The equation is Fisher's equation, a simple nonlinear reaction diffusion equation that is used to model simple population dynamics.
2
du d u
---- = D--- + Ru(1 - u)
2
dt dx
Where the diffusion parameter D and the growth rate R have been hard coded in this case to give stable and interesting results.
####begin numerics mumbo-jumbo for those who are interested The spatial discretization is simple finite differences, with a 5-point Laplacian for the spatial derivative (the spatial discretization has constant grid spacing which makes the 5-point Laplacian second order). An implicit temporal discretization is employed, which requires the solution of a non-linear system of equations at each time step. Newton-Raphson iteration is used to solve the nonlinear system, with conjugate gradient (CG) method used to solve the linear systems.
The conjugate gradient method does not directly use the Jacobian matrix, instead it computes the matrix-vector product with the Jacobian. It is not necessary to compute the Jacobian, because this product may be approximated using a finite difference approximation that requires the computation of the stencil operator. ####end numerics mumbo-jumbo
The implicit time stepping scheme and matrix-free conjugate gradient method were chosen because they use more simple kernels that can be used as parallelization examples than simple explicit time stepping. A set of level-1 BLAS routines are required, including saxpy (simple for_all parallel) and dot product (a parallel reduction operation), as well as the stencil operator. A simple boundary change must be performed before the stencil operator is applied to nodes on the boundary of a sub domain.
Each of the components (serial, OpenMP, etc...) is designed to be self-contained. Building a component on a Cray system should be as simple as (assuming that either the GNU or Cray programming environment is loaded):
$ cd <component>
$ make
Build notes specific to individual components is given below where relevant
The OpenMP Fortran component has been tested with both Cray and GNU compilers on XK7, XC30 systems. The makefile detects which programming environment is loaded, and chooses appropriate flags for OpenMP (so long as either Cray or GNU environments are present).

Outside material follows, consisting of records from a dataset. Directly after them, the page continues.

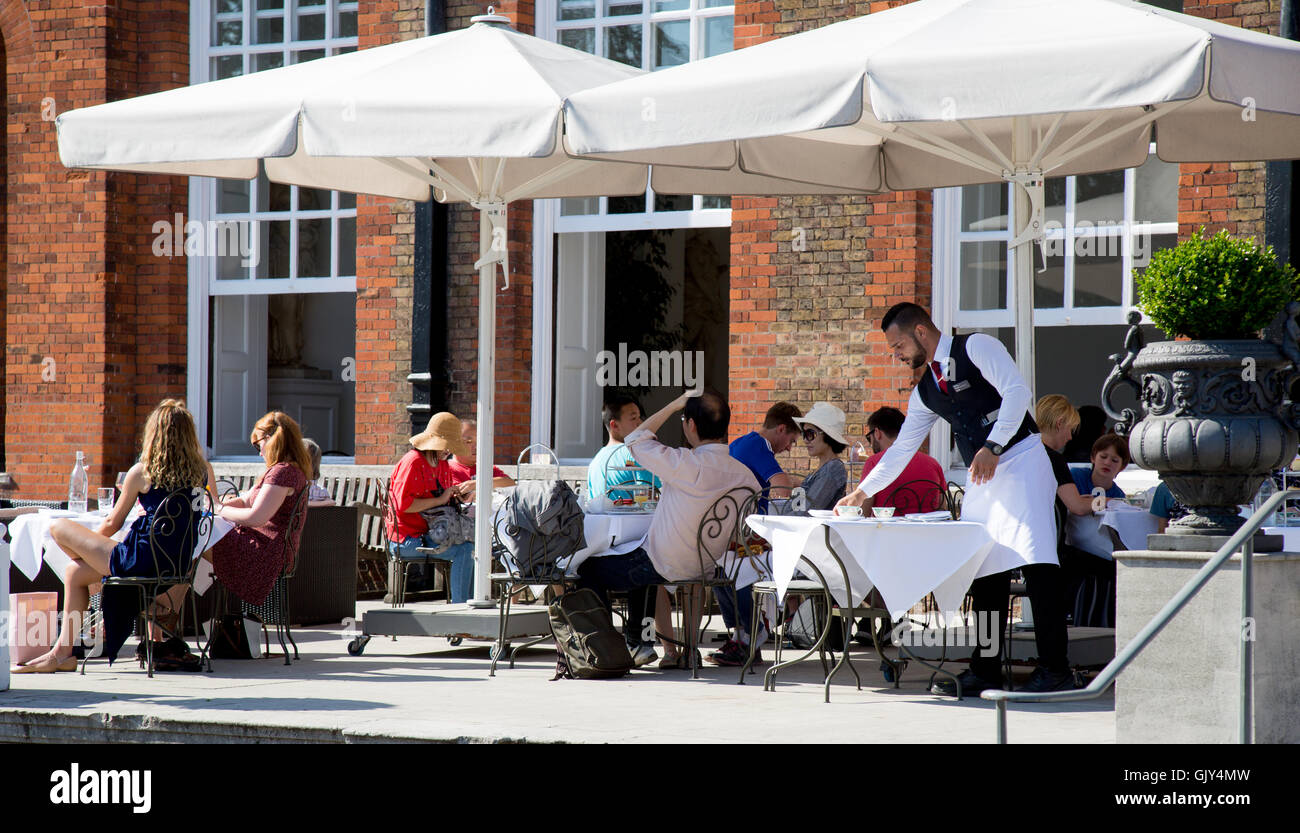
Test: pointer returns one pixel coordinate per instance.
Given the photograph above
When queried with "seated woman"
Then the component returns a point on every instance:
(423, 480)
(464, 467)
(317, 495)
(250, 558)
(823, 437)
(1088, 550)
(170, 460)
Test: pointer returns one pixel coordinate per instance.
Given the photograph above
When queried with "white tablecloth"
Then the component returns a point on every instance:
(1131, 525)
(31, 541)
(610, 534)
(904, 560)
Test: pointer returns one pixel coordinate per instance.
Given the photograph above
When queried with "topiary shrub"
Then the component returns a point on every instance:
(1214, 287)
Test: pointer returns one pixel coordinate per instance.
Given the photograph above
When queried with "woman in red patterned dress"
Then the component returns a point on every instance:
(248, 559)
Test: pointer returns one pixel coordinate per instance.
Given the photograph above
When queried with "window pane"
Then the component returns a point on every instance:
(312, 199)
(1049, 286)
(271, 30)
(1156, 191)
(627, 204)
(1099, 198)
(984, 207)
(719, 35)
(983, 281)
(623, 44)
(313, 247)
(671, 43)
(573, 207)
(226, 66)
(672, 202)
(583, 39)
(576, 9)
(1097, 272)
(232, 196)
(228, 34)
(347, 247)
(346, 25)
(268, 60)
(311, 27)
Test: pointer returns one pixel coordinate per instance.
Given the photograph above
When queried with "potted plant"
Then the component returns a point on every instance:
(1217, 411)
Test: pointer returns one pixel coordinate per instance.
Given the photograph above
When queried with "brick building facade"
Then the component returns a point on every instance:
(95, 326)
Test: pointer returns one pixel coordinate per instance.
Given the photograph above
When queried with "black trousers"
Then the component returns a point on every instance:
(989, 598)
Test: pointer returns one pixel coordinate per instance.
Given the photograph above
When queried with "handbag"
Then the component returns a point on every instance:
(234, 636)
(449, 525)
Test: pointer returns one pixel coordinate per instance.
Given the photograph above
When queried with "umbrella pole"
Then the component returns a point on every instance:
(486, 402)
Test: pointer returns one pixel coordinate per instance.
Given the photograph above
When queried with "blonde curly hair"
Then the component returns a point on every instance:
(170, 450)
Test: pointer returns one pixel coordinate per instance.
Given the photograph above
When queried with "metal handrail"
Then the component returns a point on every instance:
(1244, 541)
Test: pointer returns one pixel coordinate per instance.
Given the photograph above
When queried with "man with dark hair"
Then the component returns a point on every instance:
(921, 485)
(622, 413)
(758, 450)
(971, 382)
(693, 478)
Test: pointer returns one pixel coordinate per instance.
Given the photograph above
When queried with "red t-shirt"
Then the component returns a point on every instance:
(922, 467)
(460, 472)
(415, 478)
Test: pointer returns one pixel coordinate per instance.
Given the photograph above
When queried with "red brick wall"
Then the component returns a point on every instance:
(83, 289)
(385, 277)
(805, 324)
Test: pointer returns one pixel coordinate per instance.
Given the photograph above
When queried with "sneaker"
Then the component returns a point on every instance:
(644, 654)
(1044, 680)
(971, 685)
(733, 655)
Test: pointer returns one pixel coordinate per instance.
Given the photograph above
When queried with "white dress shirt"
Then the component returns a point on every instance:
(693, 478)
(996, 365)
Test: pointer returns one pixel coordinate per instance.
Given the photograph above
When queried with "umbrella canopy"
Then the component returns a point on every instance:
(949, 92)
(467, 116)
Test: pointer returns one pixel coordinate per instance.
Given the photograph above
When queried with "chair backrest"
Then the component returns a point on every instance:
(180, 526)
(720, 525)
(919, 495)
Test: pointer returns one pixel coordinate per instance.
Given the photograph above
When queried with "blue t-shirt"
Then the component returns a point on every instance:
(603, 473)
(752, 450)
(1083, 481)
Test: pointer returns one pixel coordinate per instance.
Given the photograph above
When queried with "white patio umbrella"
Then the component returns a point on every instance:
(472, 116)
(948, 92)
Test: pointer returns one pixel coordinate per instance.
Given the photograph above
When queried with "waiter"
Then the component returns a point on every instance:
(971, 382)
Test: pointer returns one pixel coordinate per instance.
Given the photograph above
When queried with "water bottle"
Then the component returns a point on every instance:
(78, 487)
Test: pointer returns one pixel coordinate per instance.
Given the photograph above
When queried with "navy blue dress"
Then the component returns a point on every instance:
(134, 558)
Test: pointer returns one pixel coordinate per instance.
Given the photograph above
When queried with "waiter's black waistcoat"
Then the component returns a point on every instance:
(971, 403)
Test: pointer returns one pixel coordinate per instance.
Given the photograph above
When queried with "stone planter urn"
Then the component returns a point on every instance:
(1216, 419)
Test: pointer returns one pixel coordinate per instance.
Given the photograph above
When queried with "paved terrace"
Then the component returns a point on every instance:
(423, 689)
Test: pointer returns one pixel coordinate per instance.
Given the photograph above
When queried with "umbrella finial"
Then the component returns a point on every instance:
(492, 17)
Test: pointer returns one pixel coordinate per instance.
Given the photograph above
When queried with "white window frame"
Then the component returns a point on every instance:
(202, 272)
(547, 220)
(948, 238)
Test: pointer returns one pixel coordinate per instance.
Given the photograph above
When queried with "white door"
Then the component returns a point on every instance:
(238, 371)
(579, 337)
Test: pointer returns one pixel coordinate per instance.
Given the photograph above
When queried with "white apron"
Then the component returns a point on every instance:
(1017, 508)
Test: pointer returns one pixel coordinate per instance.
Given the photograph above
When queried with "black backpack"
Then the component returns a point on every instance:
(588, 645)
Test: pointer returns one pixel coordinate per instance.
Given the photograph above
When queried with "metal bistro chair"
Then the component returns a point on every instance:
(274, 610)
(515, 577)
(180, 526)
(720, 529)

The application takes up to 5 parameters:
main nx ny nt tend verbose
nx
is the x dimension of the computational domain.ny
is the y dimension of the computational domain.nt
is the number of time steps.tend
is the total length of time for the simulation.verbose
(optional). If a fifth argument is passed, verbose output will be generated. This includes information about the domain decomposition, and conjugate gradient convergence statistics at each time step.
The domain has a width of 1, regardless of the input dimensions, so the horizontal grid spacing is h=1/(nx+1). The grid spacing is the same on the x and y axes, so if a rectangular domain is chosen with ny .ne. nx, the vertical dimension of the domain will be ydim=h*(ny+1).
The grid dimensions are important when choosing a set of parameters for running the test, because the maximum possible time step size for which the iterations will converge is dependent on the size of h. As the grid spacing h decreases, the size of the time step also has to decrease (that is, the number of time steps has to increase). A good time scale to see something interesting happen is 0.01 seconds, so the following set of parameters are a good spot to start:
$ OMP_NUM_THREADS=8 aprun -cc none ./main 128 128 100 0.01
The application outputs the final solution in the "brick of values" format, which is stored in the two files output.bin and output.bov. These can be viewed using the popular visualization packages Paraview and Visit. The visualization isn't just a pretty picture, it is very useful for debugging the code. A quick visual check can show if there are any problems with the boundary conditions, or halo exchanges for the MPI implementation. For this reason, the MPI implementations use MPI IO to output the global solution, and it is highly recommended that this feature be used to help students implement halo exchanges.